One of the first available 16-bit microcomputers was the PSE Pacer, introduced in 1976. (NOT the contemporaneous AMC Pacer, though I knew someone who had one). My Retrochallenge project is to restore and reverse-engineer the Pacer, and time permitting, write some programs for it and/or build a higher-capacity memory board.
Project Support Engineering of Sunnyvale California sold the PACER in either kit or assembled form. It was one of the first 16-bit microcomputers, based on the National Semiconductor PACE 16-bit microprocessor.
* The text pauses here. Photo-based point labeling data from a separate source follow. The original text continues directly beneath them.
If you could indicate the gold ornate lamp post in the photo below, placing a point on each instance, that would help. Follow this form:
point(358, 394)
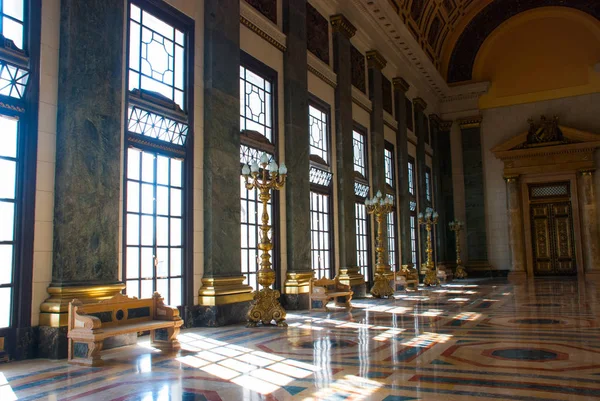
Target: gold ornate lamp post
point(457, 226)
point(428, 219)
point(266, 306)
point(380, 207)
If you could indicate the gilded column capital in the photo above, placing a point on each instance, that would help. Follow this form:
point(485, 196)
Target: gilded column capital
point(470, 122)
point(339, 23)
point(375, 60)
point(420, 102)
point(400, 84)
point(511, 178)
point(587, 171)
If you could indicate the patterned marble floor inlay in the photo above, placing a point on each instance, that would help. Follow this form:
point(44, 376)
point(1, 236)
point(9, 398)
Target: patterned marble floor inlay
point(467, 340)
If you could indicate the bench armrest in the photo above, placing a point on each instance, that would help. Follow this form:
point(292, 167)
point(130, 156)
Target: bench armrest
point(162, 311)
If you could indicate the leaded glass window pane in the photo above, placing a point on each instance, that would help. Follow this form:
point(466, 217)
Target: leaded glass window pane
point(392, 248)
point(12, 22)
point(318, 128)
point(9, 167)
point(362, 240)
point(13, 80)
point(154, 125)
point(413, 239)
point(389, 167)
point(154, 226)
point(256, 103)
point(320, 234)
point(428, 185)
point(156, 56)
point(360, 153)
point(411, 177)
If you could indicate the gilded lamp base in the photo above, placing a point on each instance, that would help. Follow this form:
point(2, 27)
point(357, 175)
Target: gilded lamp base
point(460, 272)
point(431, 278)
point(266, 308)
point(382, 287)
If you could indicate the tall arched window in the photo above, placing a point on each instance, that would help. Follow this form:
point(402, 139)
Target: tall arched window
point(390, 192)
point(159, 142)
point(19, 61)
point(258, 126)
point(320, 175)
point(361, 191)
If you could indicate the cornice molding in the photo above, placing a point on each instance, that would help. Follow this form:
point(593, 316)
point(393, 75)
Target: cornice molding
point(390, 121)
point(400, 84)
point(420, 102)
point(339, 23)
point(260, 25)
point(375, 60)
point(470, 122)
point(321, 70)
point(361, 99)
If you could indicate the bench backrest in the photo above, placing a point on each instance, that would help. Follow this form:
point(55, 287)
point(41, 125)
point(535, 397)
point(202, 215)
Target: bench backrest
point(116, 311)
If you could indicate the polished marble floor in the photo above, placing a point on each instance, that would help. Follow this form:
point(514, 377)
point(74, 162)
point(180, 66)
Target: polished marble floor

The PACER offered a calculator-style hexadecimal keyboard, and two four-character LED displays.
The entry-level PACER has:
- unregulated linear power supply
- motherboard supporting up to 11 card slots, with only 3 edge connectors installed (but note that the power supply is not beefy enough to support more than a few additional cards)
- PACE CPU card
- user memory card
- 256 16-bit words (512 bytes) of static RAM, using four 2112 NMOS 256×4 static RAM chips
- optional expansion to 1024 16-bit words of static RAM
- optional expansion to
- front panel interface card with monitor firmware (2048 16-bit words of ROM) and 256 16-bit words of monitor scratchpad RAM
- front panel board with keyboard encoder and LED display drivers
There were several optional PACER boards, including a teletype interface.
There is a brief review of the PACER in National Semiconductor’s Compute Volume 2 Number 8.
I received the PACER without any documentation, and searches have turned up no documentation, hence my need to do some reverse-engineering.
I will put photos of the PACER in a flickr album.